As an aside, while Motsoaledi, like Ramaphosa, could and should arguably have done more to arrest the institutionalisation of corruption in the state, it is important to recognise that he was one of a small number of ministers who stood up against former President Jacob Zuma when the political crunch came in 2017. He was brave and right to do this and, quite apart from what he may or may not have done in healthcare, deserves credit for it.

A second version of the last 10 years would hold Motsoaledi and those close to him at the National Department responsible for much of the systemic failures in the healthcare system. It could be argued that the National Health Act gives the Minister much greater powers to interfere in provinces than Motsoaledi was ever willing to use. It could also be argued that what influence he did have in provinces, was not always used particularly well.

For example, the National Department of Health has relative control over the HIV conditional grant (having to approve business plans submitted by provinces), yet the grant was grossly misused in the North West to pay a private ambulance company.

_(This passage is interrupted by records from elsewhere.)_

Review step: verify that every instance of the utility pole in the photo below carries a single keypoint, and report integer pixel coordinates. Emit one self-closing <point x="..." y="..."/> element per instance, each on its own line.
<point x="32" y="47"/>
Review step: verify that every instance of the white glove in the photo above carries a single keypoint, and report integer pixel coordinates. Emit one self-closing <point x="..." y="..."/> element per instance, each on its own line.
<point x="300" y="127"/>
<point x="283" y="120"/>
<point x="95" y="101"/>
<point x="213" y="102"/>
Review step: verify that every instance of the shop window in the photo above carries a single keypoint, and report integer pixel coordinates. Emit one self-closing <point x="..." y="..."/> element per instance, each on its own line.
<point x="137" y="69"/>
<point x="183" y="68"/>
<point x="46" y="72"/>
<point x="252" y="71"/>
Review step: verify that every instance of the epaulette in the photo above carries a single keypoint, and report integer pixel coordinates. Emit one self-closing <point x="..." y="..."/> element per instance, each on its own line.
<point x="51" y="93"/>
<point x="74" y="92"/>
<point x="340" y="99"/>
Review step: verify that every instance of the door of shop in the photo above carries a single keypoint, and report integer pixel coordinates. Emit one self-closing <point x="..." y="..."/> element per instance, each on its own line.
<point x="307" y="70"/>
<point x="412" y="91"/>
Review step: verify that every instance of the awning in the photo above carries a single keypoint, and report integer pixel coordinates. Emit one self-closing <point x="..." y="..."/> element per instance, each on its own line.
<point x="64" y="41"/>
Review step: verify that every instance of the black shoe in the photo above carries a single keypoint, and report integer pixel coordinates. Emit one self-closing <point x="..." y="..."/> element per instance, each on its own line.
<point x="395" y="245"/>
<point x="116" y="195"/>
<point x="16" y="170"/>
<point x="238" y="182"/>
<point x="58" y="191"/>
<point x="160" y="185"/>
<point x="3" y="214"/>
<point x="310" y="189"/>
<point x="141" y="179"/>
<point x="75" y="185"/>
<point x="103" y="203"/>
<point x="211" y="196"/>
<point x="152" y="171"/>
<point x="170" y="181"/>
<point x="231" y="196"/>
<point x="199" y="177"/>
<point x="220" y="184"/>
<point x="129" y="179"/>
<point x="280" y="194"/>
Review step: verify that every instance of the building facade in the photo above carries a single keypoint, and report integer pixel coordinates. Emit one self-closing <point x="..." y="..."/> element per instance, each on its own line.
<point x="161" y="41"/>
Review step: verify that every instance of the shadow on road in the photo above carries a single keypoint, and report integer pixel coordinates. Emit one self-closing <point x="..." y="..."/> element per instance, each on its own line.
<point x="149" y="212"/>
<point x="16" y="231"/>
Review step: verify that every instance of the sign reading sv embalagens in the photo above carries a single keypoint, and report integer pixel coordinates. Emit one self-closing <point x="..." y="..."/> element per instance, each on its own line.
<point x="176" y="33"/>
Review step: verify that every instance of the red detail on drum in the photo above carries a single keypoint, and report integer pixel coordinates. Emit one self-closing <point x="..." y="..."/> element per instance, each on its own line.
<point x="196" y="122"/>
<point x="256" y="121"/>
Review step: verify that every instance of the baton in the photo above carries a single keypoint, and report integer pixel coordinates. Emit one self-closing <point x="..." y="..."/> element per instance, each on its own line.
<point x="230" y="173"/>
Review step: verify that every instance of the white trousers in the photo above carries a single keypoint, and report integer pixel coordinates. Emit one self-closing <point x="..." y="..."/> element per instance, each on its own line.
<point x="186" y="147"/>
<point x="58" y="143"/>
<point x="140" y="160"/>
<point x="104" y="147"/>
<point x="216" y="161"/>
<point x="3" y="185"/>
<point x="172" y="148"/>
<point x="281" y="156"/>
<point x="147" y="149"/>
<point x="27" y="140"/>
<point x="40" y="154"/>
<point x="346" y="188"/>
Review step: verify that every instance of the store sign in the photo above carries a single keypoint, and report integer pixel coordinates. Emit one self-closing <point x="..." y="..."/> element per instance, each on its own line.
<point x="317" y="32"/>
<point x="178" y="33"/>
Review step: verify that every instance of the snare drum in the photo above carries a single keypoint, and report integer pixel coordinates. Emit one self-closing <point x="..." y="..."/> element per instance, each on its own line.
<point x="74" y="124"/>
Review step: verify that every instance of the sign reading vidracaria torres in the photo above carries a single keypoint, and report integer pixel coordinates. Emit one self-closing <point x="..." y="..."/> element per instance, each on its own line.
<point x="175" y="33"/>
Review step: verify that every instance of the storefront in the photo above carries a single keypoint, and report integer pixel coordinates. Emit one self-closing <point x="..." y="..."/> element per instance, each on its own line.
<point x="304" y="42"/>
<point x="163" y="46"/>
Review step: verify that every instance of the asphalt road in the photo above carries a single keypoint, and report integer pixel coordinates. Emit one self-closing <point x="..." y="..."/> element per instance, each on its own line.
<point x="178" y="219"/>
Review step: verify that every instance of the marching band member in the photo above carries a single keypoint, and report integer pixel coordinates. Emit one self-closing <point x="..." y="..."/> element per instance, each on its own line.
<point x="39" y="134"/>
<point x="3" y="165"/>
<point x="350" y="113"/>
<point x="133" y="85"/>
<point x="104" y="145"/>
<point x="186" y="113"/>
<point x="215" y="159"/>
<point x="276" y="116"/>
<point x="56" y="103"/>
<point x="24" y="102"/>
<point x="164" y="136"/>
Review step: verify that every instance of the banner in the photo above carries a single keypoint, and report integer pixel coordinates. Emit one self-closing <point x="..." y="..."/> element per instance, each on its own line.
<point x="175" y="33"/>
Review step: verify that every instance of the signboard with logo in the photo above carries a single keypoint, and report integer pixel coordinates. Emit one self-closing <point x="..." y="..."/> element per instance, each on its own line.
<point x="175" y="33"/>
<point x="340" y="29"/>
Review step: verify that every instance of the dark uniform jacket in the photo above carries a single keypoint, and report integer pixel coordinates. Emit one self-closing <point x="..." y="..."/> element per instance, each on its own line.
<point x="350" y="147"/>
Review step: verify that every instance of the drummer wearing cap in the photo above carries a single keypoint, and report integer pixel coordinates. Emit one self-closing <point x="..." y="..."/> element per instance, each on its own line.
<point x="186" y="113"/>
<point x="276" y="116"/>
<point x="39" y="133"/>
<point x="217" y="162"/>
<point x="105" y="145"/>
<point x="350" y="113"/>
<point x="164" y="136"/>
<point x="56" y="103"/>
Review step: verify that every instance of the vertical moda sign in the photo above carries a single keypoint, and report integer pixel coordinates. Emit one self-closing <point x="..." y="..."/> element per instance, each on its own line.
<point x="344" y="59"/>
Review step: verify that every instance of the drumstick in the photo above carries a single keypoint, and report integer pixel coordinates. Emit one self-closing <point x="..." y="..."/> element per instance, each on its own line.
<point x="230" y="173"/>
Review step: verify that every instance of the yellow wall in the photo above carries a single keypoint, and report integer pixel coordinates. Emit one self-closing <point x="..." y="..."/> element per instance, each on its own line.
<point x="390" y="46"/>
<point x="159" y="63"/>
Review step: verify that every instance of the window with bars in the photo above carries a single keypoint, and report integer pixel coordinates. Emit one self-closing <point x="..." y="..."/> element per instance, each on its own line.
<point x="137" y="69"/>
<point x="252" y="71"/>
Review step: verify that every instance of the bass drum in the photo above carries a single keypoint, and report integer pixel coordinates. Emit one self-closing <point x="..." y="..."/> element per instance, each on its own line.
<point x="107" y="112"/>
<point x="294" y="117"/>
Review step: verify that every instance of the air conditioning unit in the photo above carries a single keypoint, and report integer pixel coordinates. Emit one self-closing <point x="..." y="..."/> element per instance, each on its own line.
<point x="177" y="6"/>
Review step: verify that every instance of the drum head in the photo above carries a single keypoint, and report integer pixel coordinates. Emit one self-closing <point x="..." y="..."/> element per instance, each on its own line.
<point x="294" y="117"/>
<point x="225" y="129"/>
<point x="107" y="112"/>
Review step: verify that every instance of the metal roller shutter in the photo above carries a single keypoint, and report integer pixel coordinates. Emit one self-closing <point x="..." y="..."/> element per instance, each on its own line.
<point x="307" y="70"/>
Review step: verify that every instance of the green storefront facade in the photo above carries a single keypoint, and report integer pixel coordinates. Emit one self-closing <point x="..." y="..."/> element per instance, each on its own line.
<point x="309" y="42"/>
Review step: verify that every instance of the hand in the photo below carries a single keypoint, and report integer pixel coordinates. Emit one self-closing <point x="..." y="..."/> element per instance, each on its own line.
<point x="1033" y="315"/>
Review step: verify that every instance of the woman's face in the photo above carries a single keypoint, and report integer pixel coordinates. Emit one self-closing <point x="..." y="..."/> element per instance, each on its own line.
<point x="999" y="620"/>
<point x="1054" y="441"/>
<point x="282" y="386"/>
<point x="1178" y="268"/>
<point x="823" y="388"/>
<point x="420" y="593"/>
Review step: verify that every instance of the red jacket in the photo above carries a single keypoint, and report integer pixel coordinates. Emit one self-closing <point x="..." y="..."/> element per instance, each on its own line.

In addition, rather than allowing dysfunction in provinces to be exposed, Motsoaledi’s instinct was often to spin his way out of it — take the specific problem seriously, deny that it is systemic, protect your ANC comrades in the provinces.

While unruly provinces are one thing, there are various national level processes and institutions that Motsoaledi had significant influence over in his decade in office. Today the Special Investigating Unit (SIU) is looking into alleged corruption at the Health Professions Council, the National Health Laboratory Service and the ongoing problem of fraudulent medico-legal claims against the state.

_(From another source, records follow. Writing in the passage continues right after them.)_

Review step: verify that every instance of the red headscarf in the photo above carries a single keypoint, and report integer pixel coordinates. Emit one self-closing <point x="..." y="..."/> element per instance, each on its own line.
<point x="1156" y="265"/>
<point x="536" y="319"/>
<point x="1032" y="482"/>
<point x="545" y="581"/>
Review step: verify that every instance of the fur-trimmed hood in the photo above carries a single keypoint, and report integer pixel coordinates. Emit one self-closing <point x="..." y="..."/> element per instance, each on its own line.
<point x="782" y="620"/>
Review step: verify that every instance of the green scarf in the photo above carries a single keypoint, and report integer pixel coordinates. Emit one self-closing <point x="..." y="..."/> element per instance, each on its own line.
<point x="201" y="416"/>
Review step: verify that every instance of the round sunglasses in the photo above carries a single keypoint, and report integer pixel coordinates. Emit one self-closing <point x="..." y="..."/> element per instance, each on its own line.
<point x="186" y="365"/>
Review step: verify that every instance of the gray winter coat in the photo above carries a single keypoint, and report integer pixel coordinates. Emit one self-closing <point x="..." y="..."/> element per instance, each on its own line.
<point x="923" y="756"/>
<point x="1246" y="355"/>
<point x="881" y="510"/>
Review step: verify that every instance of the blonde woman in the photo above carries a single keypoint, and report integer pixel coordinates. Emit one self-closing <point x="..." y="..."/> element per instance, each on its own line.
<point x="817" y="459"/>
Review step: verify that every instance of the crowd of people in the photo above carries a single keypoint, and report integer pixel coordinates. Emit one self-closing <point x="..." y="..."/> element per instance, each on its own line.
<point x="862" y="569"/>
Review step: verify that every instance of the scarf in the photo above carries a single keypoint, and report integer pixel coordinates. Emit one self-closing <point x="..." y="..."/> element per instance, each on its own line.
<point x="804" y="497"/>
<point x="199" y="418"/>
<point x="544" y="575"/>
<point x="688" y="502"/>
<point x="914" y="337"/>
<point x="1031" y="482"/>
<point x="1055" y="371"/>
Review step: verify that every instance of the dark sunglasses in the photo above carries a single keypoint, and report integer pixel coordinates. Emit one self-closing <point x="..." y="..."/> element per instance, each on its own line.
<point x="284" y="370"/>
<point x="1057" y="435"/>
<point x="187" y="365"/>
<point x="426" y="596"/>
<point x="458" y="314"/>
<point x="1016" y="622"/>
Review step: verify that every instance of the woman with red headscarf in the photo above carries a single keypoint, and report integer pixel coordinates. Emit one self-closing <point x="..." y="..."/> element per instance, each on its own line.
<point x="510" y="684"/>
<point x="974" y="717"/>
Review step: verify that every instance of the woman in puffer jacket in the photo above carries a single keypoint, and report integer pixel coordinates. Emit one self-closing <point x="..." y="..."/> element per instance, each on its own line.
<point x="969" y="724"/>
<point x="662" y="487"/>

Motsoaledi both supported the appointment of persons now suspected of corruption and failed to intervene effectively when the extent of some of these problems became apparent. That the SIU has now been asked to mop up, does not reflect well on Motsoaledi’s leadership – although the politicised Hawks and National Prosecuting Authority did not make things easy for him.

Some critically important policies were allowed to expire, such as the Human Resources for Health Policy in 2017, which has not yet been replaced. The need for a single electronic health records system for the public healthcare system has been a priority for years, but progress has been painfully slow. National Health Insurance has been on the cards for ages, but when a draft bill was published in 2018 it was half-baked and lacked clarity in various key areas, such as the role of provinces.

State Capture or unruly provinces cannot be blamed for these policy and leadership failings. Something else has clearly gone wrong.

Even so, while the healthcare system and many of the institutions meant to support it have struggled in the Motsoaledi years, these failings are arguably outweighed by the tremendous growth of the HIV treatment programme and the many lives that have been saved through this programme. The numbers do not lie.

In the final analysis then, Motsoaledi is likely to be remembered primarily as the minister who definitively closed the book on Aids denialism and made sure that millions of people living with HIV received life-saving antiretroviral therapy. DM

Note: Figures quoted in this article are from the Thembisa model outputs version 4.1 published in 2018. New Thembisa outputs are expected in August 2019.